Breaking RSA Using Shor's Algorithm

In this work, we combine several novel and existing optimizations to reduce the cost of implementing Shor's algorithms. The main hurdle to overcome is to implement one or more modular exponentiations efficiently, as these exponentiations dominate the overall cost of Shor's algorithms. 

We use the standard square-and-multiply approach to reduce the exponentiations into a sequence of modular multiplications. We apply optimizations to reduce the number of multiplications and the cost of each multiplication.

The number of multiplications is reduced by using windowed arithmetic, which uses small table lookups to fuse several multiplications together. It is also reduced by using Ekerå  and Håstad's derivatives  of Shor's algorithms, that require fewer multiplications to be performed compared to Shor's original algorithms.

The cost of each multiplication is reduced by combining several optimizations. We use Zalka's coset representation of modular integers, which allows the use of cheaper non-modular arithmetic circuits to perform modular additions. We use oblivious carry runways to split registers into independent pieces that can be worked on in parallel when performing additions. We bound the approximation error introduced by using oblivious carry runways and the coset representation of modular integers by analyzing them as approximate encoded permutations. We use windowed arithmetic (again) to fuse multiple additions into individual lookup additions. We use a layout of the core lookup addition operation where carry propagation is limited by the reaction time of the classical control system, and where the lookups are nearly reaction limited. Finally, we optimize the overall computation by trying many possible parameter sets (e.g. window sizes and code distances) for each problem size and selecting the best parameter set.

We estimate the approximate cost of our construction, both in the abstract circuit model, and in terms of its runtime and physical qubit usage in an error corrected implementation under plausible physical assumptions for large-scale superconducting qubit platforms with nearest neighbor connectivity (see Figure 1). Our physical estimates are based on the surface code. We assume distance-d logical qubits are stored using square patches of $2(d + 1)^2$ physical qubits (see Figure 8) and are operated on via lattice surgery. We provide concrete cost estimates for several cryptographically relevant problems, such as the RSA integer factoring problem, and various parameterizations of the DLP in finite fields. These cost estimates may be used to inform decisions on when to mandate migration from currently deployed vulnerable cryptosystems to post-quantum secure systems or hybrid systems.

We caution the reader that, although we report two significant figures in our tables, there are large systemic uncertainties in our estimates. For example, doubling (or halving) the physical gate error rate would increase (or decrease) the number of qubits required by more than 10%. The estimates presented are intended to be ballpark figures that the cryptographic community can use to understand the potential impact of quantum computers; not exacting predictions of the future.

Compared to previous works, we reduce the Toffoli count when factoring RSA integers by over 10x (see Table 1).
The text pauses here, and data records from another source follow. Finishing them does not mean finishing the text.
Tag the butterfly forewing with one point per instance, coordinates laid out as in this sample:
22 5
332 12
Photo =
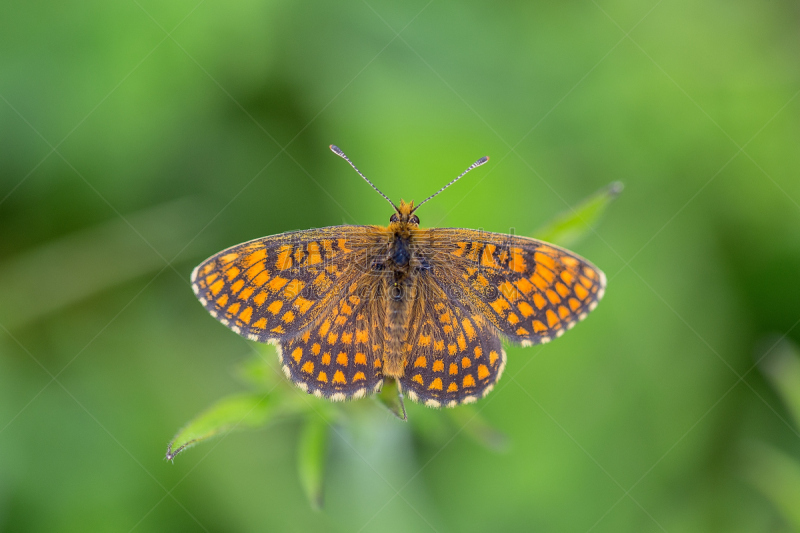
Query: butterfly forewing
530 290
270 289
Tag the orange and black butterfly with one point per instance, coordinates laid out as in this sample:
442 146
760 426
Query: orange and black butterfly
350 306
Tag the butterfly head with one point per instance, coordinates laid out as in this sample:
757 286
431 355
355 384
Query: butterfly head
405 214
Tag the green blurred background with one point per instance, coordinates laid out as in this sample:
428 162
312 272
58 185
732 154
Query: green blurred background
140 137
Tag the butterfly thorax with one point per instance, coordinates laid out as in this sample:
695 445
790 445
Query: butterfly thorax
399 271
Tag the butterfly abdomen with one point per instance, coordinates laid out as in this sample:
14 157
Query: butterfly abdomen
399 293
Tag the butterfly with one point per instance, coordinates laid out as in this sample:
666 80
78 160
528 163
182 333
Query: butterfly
351 306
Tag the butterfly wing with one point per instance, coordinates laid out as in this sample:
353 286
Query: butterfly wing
339 356
270 289
530 290
456 357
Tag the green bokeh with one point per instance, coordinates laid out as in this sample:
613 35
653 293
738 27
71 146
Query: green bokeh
182 128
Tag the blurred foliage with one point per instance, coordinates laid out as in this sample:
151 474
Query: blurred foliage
253 410
139 138
775 473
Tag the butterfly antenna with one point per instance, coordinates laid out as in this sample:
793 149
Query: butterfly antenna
338 151
476 164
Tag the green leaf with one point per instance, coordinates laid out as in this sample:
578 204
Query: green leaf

To only compare the Toffoli counts as in Table 1 may prove misleading, however, as it ignores the cost of routing, the benefits of parallelization, etc. Ideally, we would like to compare our runtime and physical qubit usage to previous works in the literature. However, this is only possible when such estimates are actually reported and use physical assumptions similar to our own. The number of works for which this requirement is met is limited.

The works by Jones et al., Fowler et al., and Gheorgiu et al. stand out in that they use the same basic cost model as we use in this paper, enabling reasonable comparisons to be made. We improve on their estimates by over 100x (see Table 2) when accounting for slight remaining differences in the cost model. We also include other historical cost estimates, although in these cases the differences in physical assumptions are substantial.

Figure 1: Log-log plot of estimated space and expected-time costs, using our parallel construction, for various problems and problem sizes. See Section 3 for additional details. The jumps in space around $n = 32786$ occur as the algorithm exceeds the error budget of the CCZ factory and switches to the T factory. Generated by ancillary file "estimate costs.py".

Table 1: Expected costs of factoring n bit RSA integers using various constructions proposed in the literature. For comparison, we include a single construction for solving the DLP in n bit prime order elliptic curve groups with comparable classical security levels. The estimated minimum spacetime volumes assume modern surface code constructions, even for older papers.

Table 2: Historical estimates of the expected costs of factoring $n = 2048$ bit RSA integers, and the assumptions they used. We caution the reader to carefully consider the physical assumptions of each paper when comparing their expected volumes. For example, assuming a cycle time that is 5x more optimistic will reduce the expected volume by a corresponding factor of 5. See Appendix B for details on each entry in this table.

As most previous works focus either on factoring, or on the DLP in elliptic curve groups, it is hard to find references against which to compare our cost estimates for solving the DLP in multiplicative groups of finite fields. In general, the improvements we achieve for factoring RSA integers are comparable to the improvements we achieve for solving the general DLP in finite fields. As may be seen in Figure 1, the choice of parameterization has a significant impact on the costs. For the short DLP, and the DLP in Schnorr groups, we achieve significant improvements. These are primarily due to our use of derivatives of Shor's algorithm that are optimized for these parameterizations.